Marijuana in Mexico: how to legalise it effectively, fairly and safely
Around the world, there is a steady shift towards the legalisation of marijuana. But how should governments considering such a move ensure it is done effectively, fairly and safely?
Mexico is a good test case. The Mexican Supreme Court recently ruled that the prohibition of marijuana was unconstitutional, but the new government supports legalisation, so the question no longer is if Mexico should legalise cannabis, but how.
President Andrés Manuel López Obrador's incoming administration has presented an initiative to regulate cannabis from seed to smoke. Legal cannabis would be accessible for recreational, medicinal and industrial uses through a commercial market, non-profit associations, so-called "cannabis clubs", and home cultivation; all overseen by the establishment of an Instituto Mexicano de Regulación y Control del Cannabis.
But how good is this proposal, how can we tell – and is it a good model for other countries to follow? We analyse the proposal according to the "Ten Ps of marijuana legalisation", a list of issues developed by drug policy expert Beau Kilmer that should be considered when legalising marijuana. They are: production, profit motive, promotion, prevention, policing and enforcement, penalties, potency, purity, price and permanency.
Production: The number of producers and the quantity they can produce determine the functioning of a market. Although the initiative limits home cultivation and cannabis clubs to 480g or 20 plants per person, supply levels for the commercial market are not set. But the necessity to obtain a license ensures eventual state control over who can produce how much marijuana.
Profit motive: Entrepreneurs want to maximise their profits and will seek to expand their customer base. But this is at odds with the public health objective of limiting cannabis consumption. To resolve this tension, the government's initiative intends to employ several regulatory tools to find "an equilibrium between absolute prohibition and the free market". For example, licensing requirements prevent companies from exercising too much control over either the whole value chain or one part of it.
Promotion: As with alcohol or tobacco, advertising is key for enticing new users to try out a substance. That is why it is important to decide whether, or to what extent, to allow the promotion of cannabis. The initiative currently prohibits "all direct or indirect publicity that has the goal of promoting cannabis use".
Prevention: To minimise problematic use, information and prevention are vital. While the initiative requires dispensaries, cannabis clubs and the regulatory agency to run information and prevention campaigns, where the funding for them will come from has not yet been determined.
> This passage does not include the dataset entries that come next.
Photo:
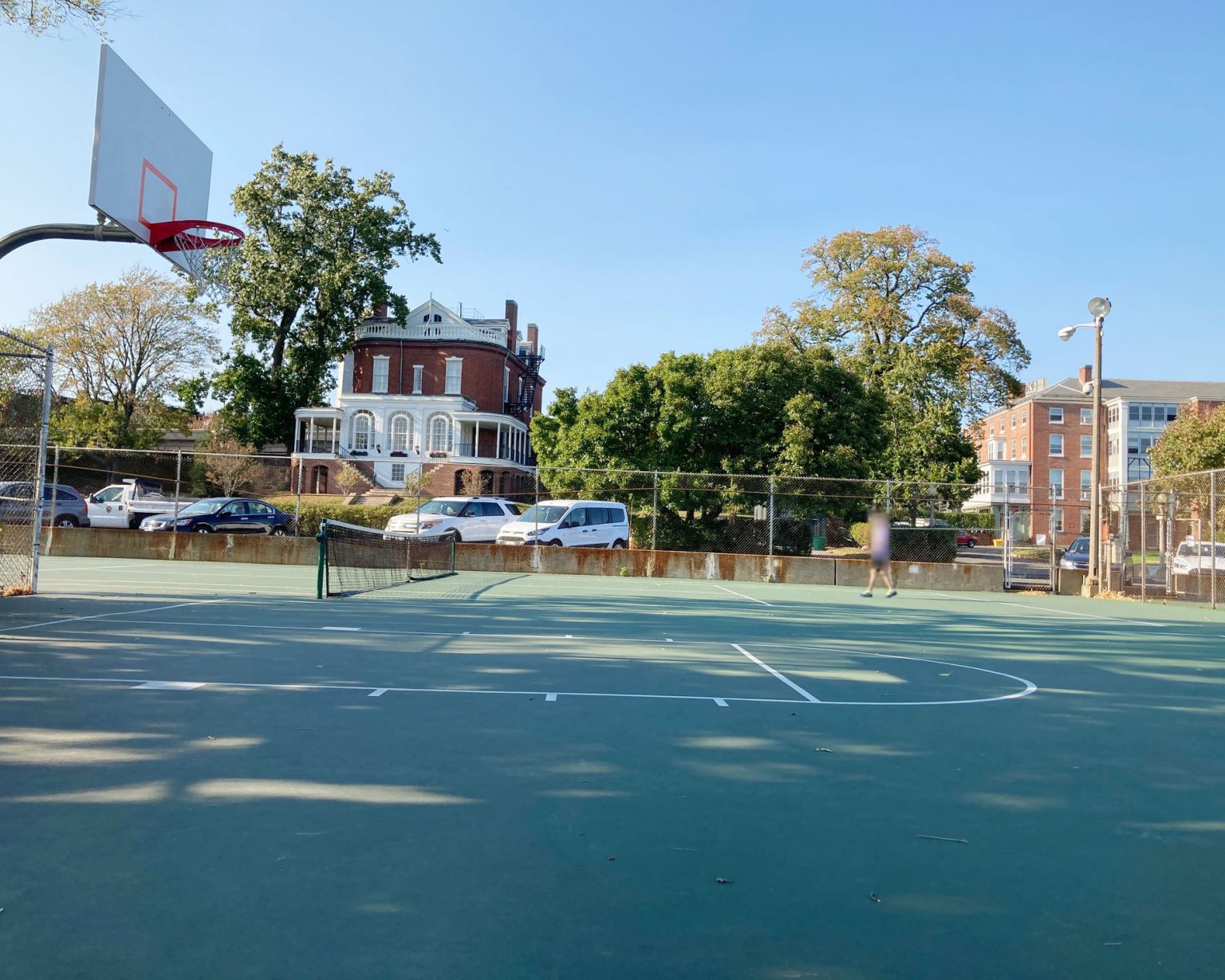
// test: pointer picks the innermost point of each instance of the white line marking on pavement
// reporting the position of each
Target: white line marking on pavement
(105, 615)
(750, 598)
(788, 681)
(168, 687)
Policing and Enforcement: To be effective, established limits need to be policed. For example, the initiative states that driving under the influence of cannabis will be sanctioned. Although it requires that "the detection method must be based on scientific evidence and disregard discretion", currently there is no good way to determine if someone is driving while high. Unfortunately, Mexican police tend to take advantage of such uncertainties to exact bribes.
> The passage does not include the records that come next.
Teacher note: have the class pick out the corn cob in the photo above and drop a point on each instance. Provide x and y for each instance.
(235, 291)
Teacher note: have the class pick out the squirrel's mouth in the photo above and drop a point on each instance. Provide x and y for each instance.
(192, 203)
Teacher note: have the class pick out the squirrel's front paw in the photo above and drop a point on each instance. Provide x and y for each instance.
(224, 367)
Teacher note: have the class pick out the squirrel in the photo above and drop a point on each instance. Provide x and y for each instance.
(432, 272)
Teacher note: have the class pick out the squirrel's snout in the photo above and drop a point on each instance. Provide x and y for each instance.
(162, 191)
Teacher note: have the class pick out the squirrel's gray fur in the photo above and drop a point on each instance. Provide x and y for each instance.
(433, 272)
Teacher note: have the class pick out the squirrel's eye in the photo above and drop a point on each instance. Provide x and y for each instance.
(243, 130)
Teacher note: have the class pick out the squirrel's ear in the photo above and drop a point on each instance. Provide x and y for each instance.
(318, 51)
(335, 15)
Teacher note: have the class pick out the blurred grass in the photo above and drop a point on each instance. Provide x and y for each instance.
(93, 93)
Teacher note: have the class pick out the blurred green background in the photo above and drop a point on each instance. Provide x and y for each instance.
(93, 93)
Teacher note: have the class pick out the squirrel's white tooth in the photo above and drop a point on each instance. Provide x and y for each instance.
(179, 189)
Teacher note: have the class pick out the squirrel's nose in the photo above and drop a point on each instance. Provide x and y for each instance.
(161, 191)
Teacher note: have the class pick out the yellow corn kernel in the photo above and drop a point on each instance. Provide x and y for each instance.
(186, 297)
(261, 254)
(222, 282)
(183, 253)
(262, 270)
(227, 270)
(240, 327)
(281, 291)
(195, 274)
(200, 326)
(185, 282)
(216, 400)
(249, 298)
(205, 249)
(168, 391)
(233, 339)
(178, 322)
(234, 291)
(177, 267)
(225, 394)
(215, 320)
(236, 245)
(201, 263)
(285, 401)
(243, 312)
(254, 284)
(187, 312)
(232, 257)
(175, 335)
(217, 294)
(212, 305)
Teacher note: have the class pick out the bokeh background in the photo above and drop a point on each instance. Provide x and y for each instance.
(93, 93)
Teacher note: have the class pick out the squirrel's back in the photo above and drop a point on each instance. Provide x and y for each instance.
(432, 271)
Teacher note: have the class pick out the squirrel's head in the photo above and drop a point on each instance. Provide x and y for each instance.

Penalties: Those who break rules have to face consequences. The initiative foresees that administrative sanctions, such as fines, community service or temporary arrest will apply to those who do not play by the rules established by cannabis regulation.
Potency: As with alcohol, the varying potency of marijuana results in varying degrees of harm. The initiative establishes that the Instituto Mexicano de Regulación y Control del Cannabis will set both the potency levels and the ratio of the main psychoactive components of the cannabis sold.
Purity: As with any other legally sold product, marijuana should undergo testing to ensure it isn't contaminated with adulterants, pesticides or other impurities – and that it is what it claims to be. The initiative establishes that the cannabis regulation institute will also oversee quality control for both the production process and the product.
Price: Setting the right price for legal cannabis is probably the most vexing problem the legalisation process faces. What we know is that if the price is too low, consumption increases, while if the price is too high, dealers will continue to sell marijuana illegally. So there is a tension between the two objectives of protecting public health and attacking black markets. Although the initiative pretends to achieve both goals, it does not elaborate on how to establish the right price point.
Permanency: Once established, rules, regulations and institutions tend to be sticky. They persist even if they are ineffective or outdated. Consequently, it is important to establish mechanisms that will allow the law to be evaluated and, if necessary, updated. The initiative contemplates this point and empowers the cannabis institute to periodically evaluate how well legalisation is working.
Will it work?
The choices made in designing cannabis legalisation are central for determining the costs and benefits of legally available cannabis. As our analysis shows, the proposal to legalise marijuana in Mexico is generally both well thought out and comprehensive, touching on all of the crucial issues identified by Kilmer. While some points require elaboration, this can be easily done in legislative deliberations and subsequent regulations.
Proceeding with caution might be advised, but would-be reformers should not be discouraged from legalising marijuana in Mexico. They can draw on existing international experiences and the domestic expertise of academics and civil society. Marijuana legalisation is not just a risk but also an opportunity for Mexico to create drug policies that are more fair, inclusive, respectful of human rights and protective of public health. This initiative is an indispensable first step in the right direction and a solid foundation to build on.